Learning from Penn State

By Alexandra Huss, JWI Intern

As a college student, it’s impossible to ignore the constant attention drawn to the Penn State scandal. If you were to only watch television or read the newspaper, you would assume that all agree that anyone involved in enabling the child abuse to continue is guilty beyond measure, and morally repugnant as well.

All, that is, except for Penn State students. I have many friends at Penn State and it is from them that I first learned of the occurrence, and have seen their desire for the media to “leave them be.” Be it an “angry” status on Facebook at “Joepa’s unfair treatment” or a changed profile picture to the image of this blindly beloved coach, many Penn State students’ affections seem to lie with the coach not the victims.

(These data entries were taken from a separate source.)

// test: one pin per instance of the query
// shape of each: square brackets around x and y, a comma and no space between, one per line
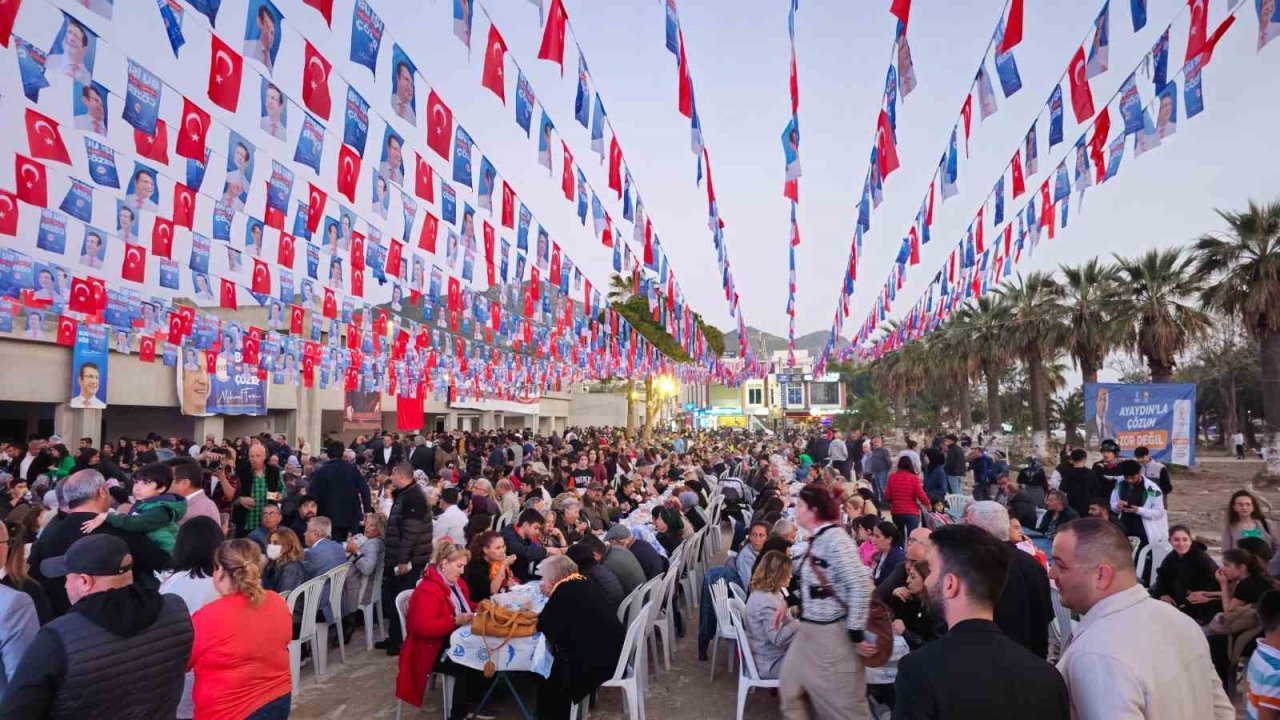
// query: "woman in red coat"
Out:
[439,605]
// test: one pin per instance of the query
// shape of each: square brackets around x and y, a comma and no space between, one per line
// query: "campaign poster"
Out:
[88,368]
[232,388]
[1159,417]
[362,410]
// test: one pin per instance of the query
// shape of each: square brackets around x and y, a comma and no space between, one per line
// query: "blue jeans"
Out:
[275,710]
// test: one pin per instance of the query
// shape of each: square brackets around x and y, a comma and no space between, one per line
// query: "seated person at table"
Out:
[583,636]
[439,605]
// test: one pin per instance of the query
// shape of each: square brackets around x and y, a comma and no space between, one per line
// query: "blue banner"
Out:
[1157,417]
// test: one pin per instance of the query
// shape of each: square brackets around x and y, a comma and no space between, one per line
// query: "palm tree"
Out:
[1159,306]
[1036,332]
[1089,292]
[1242,268]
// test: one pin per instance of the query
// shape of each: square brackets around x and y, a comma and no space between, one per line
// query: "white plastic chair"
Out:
[629,675]
[748,675]
[723,630]
[402,610]
[309,593]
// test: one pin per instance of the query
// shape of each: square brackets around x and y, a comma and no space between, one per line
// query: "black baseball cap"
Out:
[97,555]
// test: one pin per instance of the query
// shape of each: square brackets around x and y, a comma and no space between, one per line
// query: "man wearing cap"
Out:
[120,652]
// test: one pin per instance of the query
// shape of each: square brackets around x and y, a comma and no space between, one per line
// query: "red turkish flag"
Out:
[192,132]
[494,64]
[316,199]
[1082,98]
[553,36]
[430,227]
[154,146]
[227,295]
[508,205]
[67,327]
[44,139]
[439,126]
[31,180]
[224,74]
[616,165]
[423,185]
[135,267]
[315,82]
[8,213]
[261,282]
[348,172]
[183,205]
[161,238]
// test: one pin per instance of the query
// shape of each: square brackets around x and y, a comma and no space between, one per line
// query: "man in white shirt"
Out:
[1132,655]
[453,522]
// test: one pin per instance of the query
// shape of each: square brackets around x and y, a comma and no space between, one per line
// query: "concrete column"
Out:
[74,424]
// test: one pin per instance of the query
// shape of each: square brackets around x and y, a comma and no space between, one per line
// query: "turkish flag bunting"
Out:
[44,139]
[553,36]
[439,126]
[261,277]
[154,146]
[494,64]
[227,296]
[161,238]
[423,185]
[192,132]
[67,327]
[32,181]
[183,205]
[8,213]
[315,82]
[348,172]
[224,74]
[135,267]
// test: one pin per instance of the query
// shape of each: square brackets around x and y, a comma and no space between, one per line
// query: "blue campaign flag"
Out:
[310,144]
[101,164]
[31,65]
[356,127]
[142,99]
[462,156]
[524,104]
[366,35]
[1157,417]
[1055,115]
[1130,105]
[78,201]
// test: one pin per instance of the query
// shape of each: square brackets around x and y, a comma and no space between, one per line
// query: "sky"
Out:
[737,53]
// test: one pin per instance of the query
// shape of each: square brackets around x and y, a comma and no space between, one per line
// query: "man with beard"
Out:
[968,568]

In speaking with a friend from Penn State, however, I learned that my friend and other Penn State students are concerned about what they perceive as an unfair image of the school in the media. “We are all embarrassed by the rioters, and I think the rioters are realizing that they are embarrassed themselves,” my friend said. She added that the new president sends out regular emails assuring that this can never happen again, and that he will do whatever it takes to make sure students are safe. Students themselves are taking action as well; “Student organizations are collecting money, even at football games, and selling blue ribbons to stop child abuse.”

I hope that this horrific instance serves as a wakeup call for colleges and for systems that allow for the cover up of abuse. In fact, in 1991, Mr. Sandusky almost came to my school, the University of Maryland, to coach. This, of course, leads me to wonder, could it have been my school? Could it be your school, or your child’s school?  There is now word of an incident at Syracuse University. Unfortunately, this is not an isolated occurrence.

It is through awareness and sensitivity that events such as these can be stopped in their tracks. I hope that these efforts at Penn State do more than lead to a new awareness; they must be the first steps towards lasting change.